Let $p_n=(x_n,y_n)\in\mathbb{R}^2$ be a sequence of vectors. It is given that $p_1=(1,0)$ and the following recursions:$$\displaystyle x_{n+1}=\frac{3x_n-\sqrt{3}y_n}{4} \qquad ; \qquad y_{n+1}=\frac{\sqrt{3}x_n+3y_n}{4} $$ Find $\displaystyle \lim_{n\to\infty}p_n$.
I assumed that $\displaystyle \lim_{n\to\infty}x_n=L_1 \ ; \ \lim_{n\to\infty}y_n=L_2$ and solved the system of equations. My assumption was the the sequences converge, but I don't know how to show it. Also, I don't know if my way of finding the limit assuming that it exists is valid.
I will appreciate any kind of help. Thank you!

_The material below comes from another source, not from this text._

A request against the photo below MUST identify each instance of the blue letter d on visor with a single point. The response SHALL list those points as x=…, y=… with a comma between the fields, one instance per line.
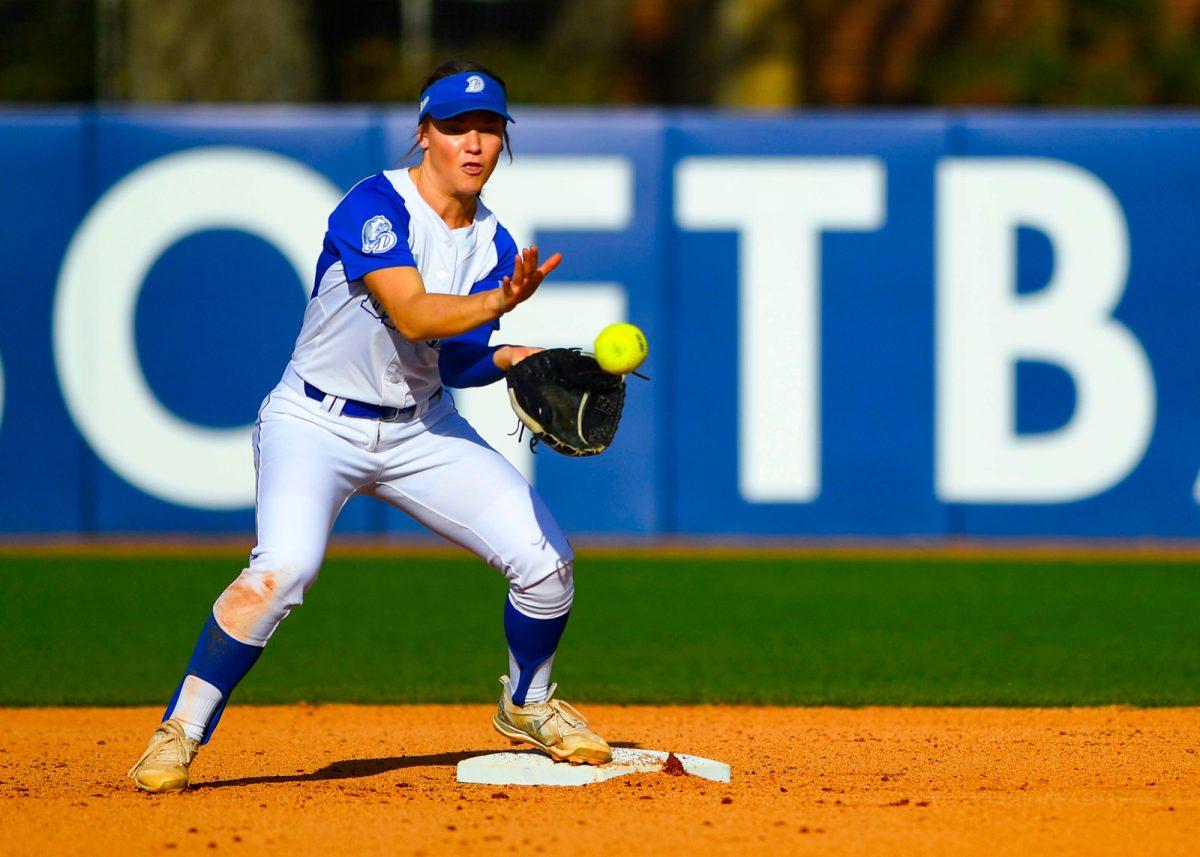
x=463, y=93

In vector form we have $$\pmatrix{x_{n+1}\cr y_{n+1}\cr} =\frac14\pmatrix{3&-\sqrt3\cr \sqrt3&3\cr}\pmatrix{x_n\cr y_v\cr}$$ which we can write as $${\bf p}_{n+1}=A{\bf p}_n\ .$$ By recursion, $${\bf p}_{n+1}=A^n{\bf p}_1\ .$$ There are various ways of evaluating the power $A^n$ - look up diagonalisation of matrices if you have not yet studied it - but in this case it is not too hard to prove, for example by induction, that $$A^n=\Bigl(\frac{\sqrt3}{2}\Bigr)^n\pmatrix{\cos(n\pi/6)&-\sin(n\pi/6)\cr \sin(n\pi/6)&\cos(n\pi/6)\cr}\ .$$ Hence $${\bf p}_{n+1}=A^n\pmatrix{1\cr0\cr} =\Bigl(\frac{\sqrt3}{2}\Bigr)^n\pmatrix{\cos(n\pi/6)\cr \sin(n\pi/6)\cr}$$ and you can now easily work out $x_{n+1}$ and $y_{n+1}$ and see what happens when $n\to\infty$.